A series of pocket-sized books called Cassell's National Library was published from 1886 in Britain. The series were exported and widely read by Japanese students and teachers at the end of the Meiji Era and the beginning of the Taisho. Soseki Natsume, one of the great writers in the Meiji Era, had sixteen books of Cassell's National Library which are now in the Soseki Library at Tohoku University Library. According to the bibliography, one of the sixteen is not dated. Cassell's National Library was published four times (1886-1890, 1891?-1894?, 1901?-1903?, 1904-1913?) and the size, the design of the cover and the phrase printed at the bottom of the last page of each series are different. With the help of these differences, I have managed to identify the book as belonging to the first series.
Among the sixteen books is
Poems : 1700-1714 by Alexander Pope. It has the most numerous margin notes made by Soseki. However, the number of the notes is different between the old edition (1967) and the new one (1997). The former has twelve notes but the latter only six. This difference is due to each publisher's editorial principle. One of the editorial policies of the new edition is that fragmental notes like signs and references to other passages and other books should be omitted.

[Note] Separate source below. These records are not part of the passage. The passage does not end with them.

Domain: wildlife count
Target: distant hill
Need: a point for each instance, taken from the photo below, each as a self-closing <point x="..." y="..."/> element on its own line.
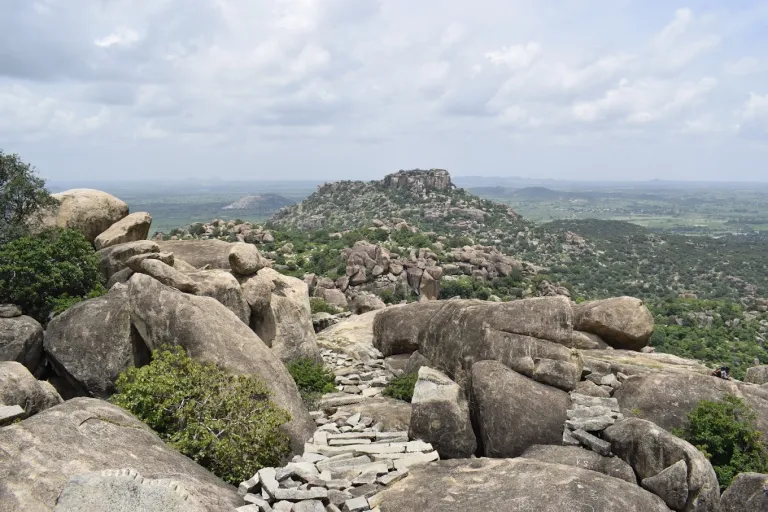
<point x="265" y="204"/>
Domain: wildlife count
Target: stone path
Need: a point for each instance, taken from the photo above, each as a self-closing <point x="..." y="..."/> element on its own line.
<point x="350" y="458"/>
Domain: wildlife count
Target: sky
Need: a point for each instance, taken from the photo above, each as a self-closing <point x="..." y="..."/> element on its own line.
<point x="355" y="89"/>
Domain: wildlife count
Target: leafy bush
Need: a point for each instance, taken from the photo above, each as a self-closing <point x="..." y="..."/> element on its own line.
<point x="226" y="423"/>
<point x="318" y="305"/>
<point x="401" y="387"/>
<point x="41" y="272"/>
<point x="725" y="432"/>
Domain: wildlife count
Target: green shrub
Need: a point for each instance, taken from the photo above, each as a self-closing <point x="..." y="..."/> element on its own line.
<point x="41" y="272"/>
<point x="401" y="387"/>
<point x="725" y="432"/>
<point x="226" y="423"/>
<point x="318" y="305"/>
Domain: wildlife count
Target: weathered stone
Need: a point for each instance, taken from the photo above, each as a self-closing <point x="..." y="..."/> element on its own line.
<point x="42" y="453"/>
<point x="132" y="228"/>
<point x="747" y="493"/>
<point x="90" y="343"/>
<point x="512" y="412"/>
<point x="503" y="485"/>
<point x="212" y="333"/>
<point x="21" y="340"/>
<point x="581" y="458"/>
<point x="19" y="387"/>
<point x="650" y="449"/>
<point x="671" y="485"/>
<point x="245" y="259"/>
<point x="91" y="212"/>
<point x="440" y="415"/>
<point x="622" y="322"/>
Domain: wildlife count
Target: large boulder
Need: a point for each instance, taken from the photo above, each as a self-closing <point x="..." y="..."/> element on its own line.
<point x="455" y="334"/>
<point x="622" y="322"/>
<point x="245" y="259"/>
<point x="91" y="212"/>
<point x="757" y="374"/>
<point x="748" y="492"/>
<point x="21" y="339"/>
<point x="132" y="228"/>
<point x="508" y="485"/>
<point x="19" y="387"/>
<point x="513" y="412"/>
<point x="667" y="398"/>
<point x="352" y="336"/>
<point x="286" y="324"/>
<point x="199" y="253"/>
<point x="665" y="464"/>
<point x="42" y="453"/>
<point x="115" y="258"/>
<point x="90" y="343"/>
<point x="222" y="286"/>
<point x="212" y="333"/>
<point x="440" y="415"/>
<point x="581" y="458"/>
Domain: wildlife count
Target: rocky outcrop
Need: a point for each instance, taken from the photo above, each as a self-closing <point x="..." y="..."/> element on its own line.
<point x="503" y="485"/>
<point x="132" y="228"/>
<point x="747" y="493"/>
<point x="581" y="458"/>
<point x="124" y="489"/>
<point x="90" y="343"/>
<point x="622" y="322"/>
<point x="42" y="453"/>
<point x="21" y="339"/>
<point x="757" y="374"/>
<point x="285" y="324"/>
<point x="19" y="387"/>
<point x="222" y="286"/>
<point x="529" y="336"/>
<point x="666" y="398"/>
<point x="212" y="333"/>
<point x="199" y="253"/>
<point x="675" y="470"/>
<point x="440" y="415"/>
<point x="91" y="212"/>
<point x="512" y="412"/>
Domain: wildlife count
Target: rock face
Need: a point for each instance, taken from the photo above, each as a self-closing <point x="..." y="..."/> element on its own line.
<point x="88" y="211"/>
<point x="132" y="228"/>
<point x="245" y="259"/>
<point x="757" y="374"/>
<point x="92" y="342"/>
<point x="21" y="339"/>
<point x="210" y="332"/>
<point x="747" y="493"/>
<point x="529" y="336"/>
<point x="84" y="435"/>
<point x="124" y="489"/>
<point x="581" y="458"/>
<point x="653" y="453"/>
<point x="200" y="253"/>
<point x="512" y="412"/>
<point x="286" y="324"/>
<point x="440" y="415"/>
<point x="222" y="286"/>
<point x="19" y="387"/>
<point x="505" y="485"/>
<point x="667" y="398"/>
<point x="622" y="322"/>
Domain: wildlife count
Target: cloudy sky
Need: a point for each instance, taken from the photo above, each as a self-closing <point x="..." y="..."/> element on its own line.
<point x="326" y="89"/>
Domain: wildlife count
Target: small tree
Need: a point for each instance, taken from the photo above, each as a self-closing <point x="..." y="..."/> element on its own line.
<point x="43" y="272"/>
<point x="725" y="432"/>
<point x="226" y="423"/>
<point x="22" y="195"/>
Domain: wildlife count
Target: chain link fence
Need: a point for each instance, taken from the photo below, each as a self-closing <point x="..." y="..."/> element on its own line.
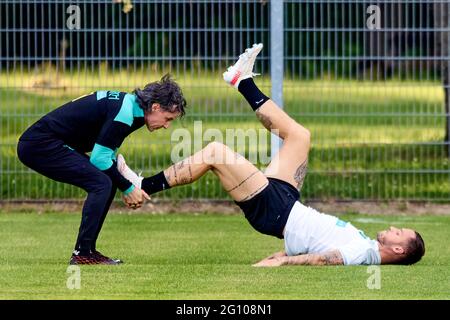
<point x="369" y="79"/>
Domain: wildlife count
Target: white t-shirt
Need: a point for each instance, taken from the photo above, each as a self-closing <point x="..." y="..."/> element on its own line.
<point x="309" y="231"/>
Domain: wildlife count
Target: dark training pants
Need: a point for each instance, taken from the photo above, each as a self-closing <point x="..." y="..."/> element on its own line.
<point x="51" y="158"/>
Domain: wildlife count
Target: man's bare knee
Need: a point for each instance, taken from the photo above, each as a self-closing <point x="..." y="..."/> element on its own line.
<point x="218" y="153"/>
<point x="300" y="134"/>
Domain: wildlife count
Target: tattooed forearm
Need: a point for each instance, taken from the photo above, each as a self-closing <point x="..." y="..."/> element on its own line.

I think that the margin notes referring to other passages and other books give us important clues as to how Soseki read books and made the best use of them in his own works. Therefore, the omission of some of the notes is a very serious mistake, and I intend to show how seriously mistaken the omission is in the following paper “Soseki and Cassell's National Library (2)”. In this paper, I have focused on the notes the two editions have in common and have tried to ascertain why Soseki made such margin notes and what the notes mean, comparing these with his margin notes on other books and the phrases and passages of his works.